Edgar Silva fala de independência nacional e evoca a Restauração e o 25 de Abril para que o país recupere a soberania. Independentemente deste discurso lembrar um pouco Paulo portas e o seu protectorado mais o relógio da independência apetece dizer ao candidato que eu também gostaria de comprar casa e carro com crédito bancário e no dia seguinte declarar a minha independência em relação ao banqueiro para no dia seguinte apresentar-me noutro banco para pedir crédito para uma casa junto à praia.
   
Despacho do Director-Geral do Palheiro: «Sorria-se.»

 Cofres meios vazios
   
«A reserva de liquidez do Estado terá caído no final do ano passado em dois mil milhões, para os 6,6 mil milhões de euros, face ao que estava previsto em setembro.

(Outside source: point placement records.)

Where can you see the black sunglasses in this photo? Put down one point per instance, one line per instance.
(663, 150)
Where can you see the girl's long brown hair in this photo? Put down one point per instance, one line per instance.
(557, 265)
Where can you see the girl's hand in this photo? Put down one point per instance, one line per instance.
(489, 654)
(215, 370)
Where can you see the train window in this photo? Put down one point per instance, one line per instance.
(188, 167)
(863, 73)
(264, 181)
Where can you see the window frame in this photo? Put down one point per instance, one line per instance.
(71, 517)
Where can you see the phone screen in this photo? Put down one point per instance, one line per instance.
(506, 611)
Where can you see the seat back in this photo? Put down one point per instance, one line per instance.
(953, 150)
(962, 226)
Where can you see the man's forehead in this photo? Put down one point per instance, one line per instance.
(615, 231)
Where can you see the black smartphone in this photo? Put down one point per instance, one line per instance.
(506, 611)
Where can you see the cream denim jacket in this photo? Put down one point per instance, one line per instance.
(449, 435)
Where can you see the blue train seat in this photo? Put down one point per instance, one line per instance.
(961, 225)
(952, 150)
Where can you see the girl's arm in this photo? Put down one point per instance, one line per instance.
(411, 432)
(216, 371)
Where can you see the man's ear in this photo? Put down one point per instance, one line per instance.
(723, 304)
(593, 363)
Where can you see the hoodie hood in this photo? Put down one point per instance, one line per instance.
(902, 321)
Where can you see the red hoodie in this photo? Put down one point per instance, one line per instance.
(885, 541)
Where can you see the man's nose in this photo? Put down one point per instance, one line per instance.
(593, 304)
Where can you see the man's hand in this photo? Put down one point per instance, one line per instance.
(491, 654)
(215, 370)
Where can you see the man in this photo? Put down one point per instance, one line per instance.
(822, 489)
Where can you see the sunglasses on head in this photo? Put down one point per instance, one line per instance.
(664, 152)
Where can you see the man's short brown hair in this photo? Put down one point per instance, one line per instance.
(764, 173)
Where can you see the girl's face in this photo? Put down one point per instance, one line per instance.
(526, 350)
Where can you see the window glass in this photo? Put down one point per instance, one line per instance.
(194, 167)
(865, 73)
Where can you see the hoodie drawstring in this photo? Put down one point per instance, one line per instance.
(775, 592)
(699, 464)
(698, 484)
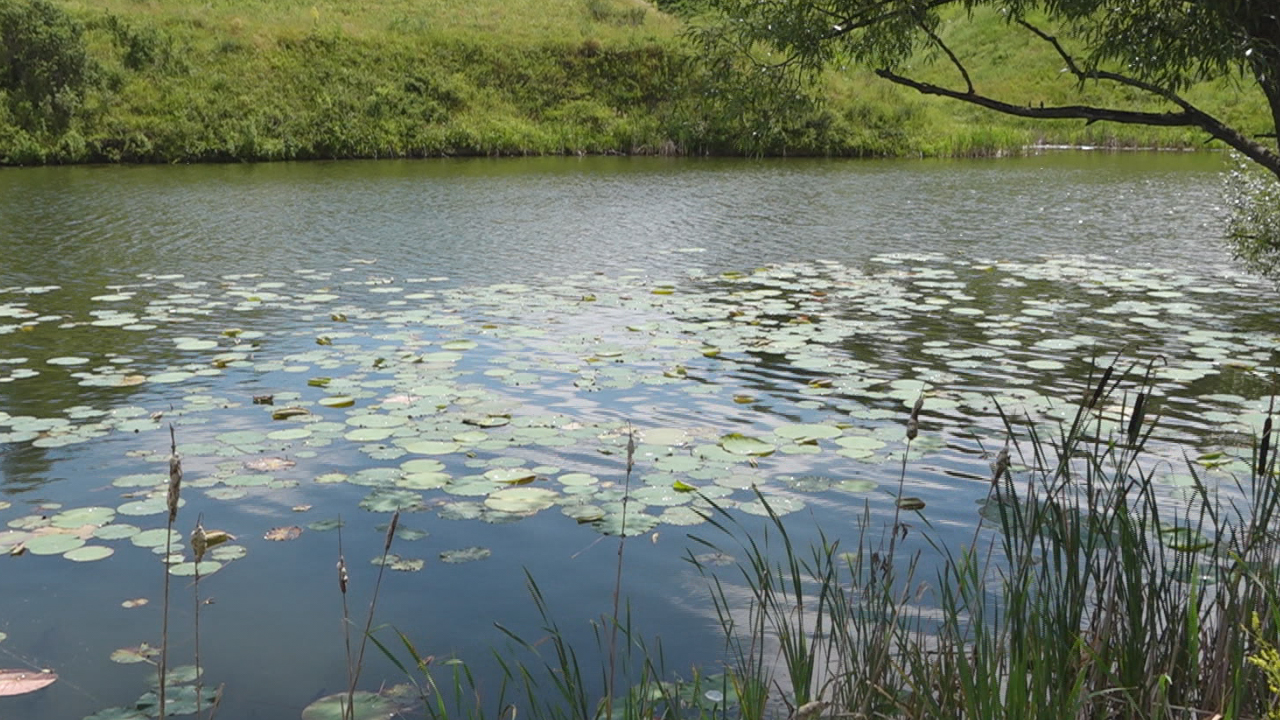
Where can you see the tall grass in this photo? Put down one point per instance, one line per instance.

São menos 40% do que estava previsto no início do ano, no Orçamento do Estado para 2015, escreve a Unidade Técnica de Apoio Orçamental (UTAO).

Os “cofres cheios” do anterior Governo esvaziaram significativamente no final do ano passado. A influenciar este valor poderão ter estado alguns dos reembolsos antecipados que o Portugal fez ao FMI, que ainda assim foram reduzidos significativamente após a incapacidade de vender o Novo Banco e recuperar o empréstimo feito ao Fundo de Resolução. Também a resolução do Banif terá pesado na tesouraria do Estado, apesar de o Governo não ter explicado onde foi buscar o dinheiro para essa operação.

Os técnicos da UTAO, usando os dados publicados pelo IGCP (Agência de Gestão de Tesouraria e da Dívida Pública), dão conta de uma queda no valor dos depósitos entre o previsto pelo IGCP numa apresentação aos investidores em setembro e a apresentação mais recente, divulgada nos últimos dias. Só entre estas duas apresentações, o valor que o Estado estimava ter em depósitos cai dois mil milhões de euros. Previa-se em setembro que a reserva de liquidez do Estado no final do ano fosse de 8,6 mil milhões de euros, e terá terminado apenas nos 6,6 mil milhões.» [Observador]
   
Parecer:

Afinal, em vez de cheios os cofres estão meio vazios.
   
Despacho do Director-Geral do Palheiro: «Questione-se a deputada maria Luís.»